From: LAS VEGAS TAKE A CHANCE
I don't have any personal experience with it but was relaying what neighborhood people are relaying.
One lady said:
The quote we got for a 4KW system to buy, not lease was $34,500 less a 30% Tax Credit of 10,500 (only good if you have a tax liability, and has to be amortized out over (I think it was) 3 years.) leaving a balance of $24,500. The hitch in this was they require all of your major appliances to be up to date. Refrig, A/C, Pool Pump etc - if they are not they would be happy to sell you all new ones for a price. I'd forgotten about that part :) If I were building a new house from the ground up, I'd have solar right from the get go. - Oh, I wanted to add.... Nevada was / is still contemplating doing what Florida did. That is once the solar system is installed adding the 35K as a home upgrade and up the house and land value on our property tax. Just like if you add a pool or jacuzzi or any other home upgrade.
Another person said:
Chad echoes our exact thoughts on the few solar companies we have had over. Some are for lease, usually for 30 years, and if you sell your house it must be paid in full. Some of them you buy outright, that are supposed to be "better* than the panels in the for lease units. It all got into some real fuzzy math. The neighbor behind me had the lease units installed a year ago - but NVEnergy never got out to make the conversions they needed to make them operable for 11 months. Said neighbor now wishes he had not done it at his age. Solar is great - retrofitting with an uncooperative Power company is near impossible - and navigating through the large number of companies installing them to find a reputable one is a chore. Make sure if you do go foreword you make them put a completion date on the formal paperwork.

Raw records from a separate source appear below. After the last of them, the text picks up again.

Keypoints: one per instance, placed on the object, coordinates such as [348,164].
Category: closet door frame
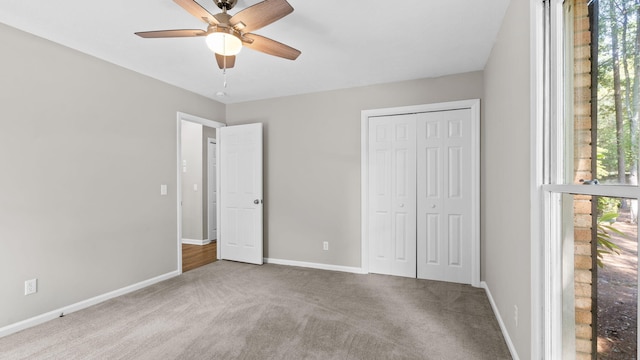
[474,106]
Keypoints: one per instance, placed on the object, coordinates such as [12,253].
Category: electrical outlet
[31,286]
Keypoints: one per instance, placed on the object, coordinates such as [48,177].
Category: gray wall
[506,175]
[312,162]
[84,147]
[192,202]
[207,132]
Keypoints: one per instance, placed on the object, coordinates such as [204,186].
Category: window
[591,136]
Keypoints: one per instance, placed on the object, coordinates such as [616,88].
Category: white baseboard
[348,269]
[196,242]
[503,328]
[37,320]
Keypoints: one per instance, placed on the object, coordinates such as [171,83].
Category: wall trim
[304,264]
[196,242]
[42,318]
[503,328]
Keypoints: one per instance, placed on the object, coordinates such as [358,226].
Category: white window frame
[549,184]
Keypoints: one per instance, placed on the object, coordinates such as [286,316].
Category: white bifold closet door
[420,195]
[444,163]
[392,195]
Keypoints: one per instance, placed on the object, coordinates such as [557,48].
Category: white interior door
[445,202]
[392,195]
[213,195]
[240,228]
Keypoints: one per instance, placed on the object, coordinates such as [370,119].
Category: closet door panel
[444,201]
[392,195]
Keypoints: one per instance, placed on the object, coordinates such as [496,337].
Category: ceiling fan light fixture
[224,43]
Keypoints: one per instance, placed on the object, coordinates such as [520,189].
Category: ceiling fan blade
[271,47]
[171,33]
[198,11]
[261,14]
[230,61]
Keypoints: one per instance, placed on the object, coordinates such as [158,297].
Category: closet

Summerlin put in the one across the street from us, but I'm not sure it's operative yet. It was operating until we had that big storm a few months back, and something blew up... I don't know the details as they are not talkative.
Ener-Tech is one that you buy and it sounded great - we went through 2 presentations, and the price kept going up and up and up. Then we told him we wanted to read through and think on everything and the Rep got extremely rude in one of those polite ways. Never the less a big package arrived in the mail a week later wanting us to sign all sorts of loan papers. Took us a bit to get them away from us and to stop calling.
And here's another:
We contacted SolarCity for a bid. They are now blocked on my cell phone as the calls never ended. After some research, two things I can share, be sure you are staying where you are for many years if you lease (which I am not) and don't lease. 😀
The rebate program may be coming to an end soon from what I understand and it seems that the technology still needs to come down in price. It's about a $25K investment.
There are diverse opinions out there and prices. I wish it was a cut and dry thing like you said. But at least here in Neveda there seems to be a lot of information to wade through to get to the facts.
And finally this guy who seems to know what he is talking ABOUT:
I am well qualified to help out here. I have a 12.11 kW PV solar system installed on my house. I'm also a civil engineer by trade, so I understand the mechanics and technology behind it very well. I met with several contractors before settling with Summerlin Energy. They are fair and do good work. What I can tell you about other contractors such as Solar City (especially bad) and others, is that ABSOLUTELY DO NOT do a lease/buy to lease program with them. Pay for your system outright for it to be a worthwhile investment. Additionally this also allows you to keep your own generated portfolio energy credits (PECs) that you can trade with NV Energy or on the open market. They act like a stock certificate for green energy. If you do rebates you will forever give up your rights to these credits which may increase in value in the future. An additional benefit, there is NO property tax increase value on your house if solar is installed.
I'm a numbers guy being an engineer. You should pay roughly around $3.50-$3.75 per DC watt installed. If you are paying more than that, you are being ripped off, simple as that. Purchasing the gear yourself will run you $1.50 per DC watt, so the rest is made up in labor, permits, etc. The actual payoff when paying $3.50-$3.75 per DC watt is approximately 9 years no matter how you slice and dice it (Includes 30% tax credit, value of PEC credits, and credits of energy generation). That payoff time essentially comes down to the efficiency of the panels on a south facing sun exposure. Estimates of 7 years or less are lies (unless you get an extremely cheap install or do it yourself).
rONDABRWN, YOU DON'T KNOW HOW MUCH I WOULD LIKE TO BE OFF THE GRID AND SELF-SUFFICIENT. That's why I hope it becomes more economically feasible. But really, i'm speaking for future generations because at 63 I don't think I can get the money back before I kick the bucket. Also I don't have that kind of money unless I sell my home. But then I wouldn't need a solar system.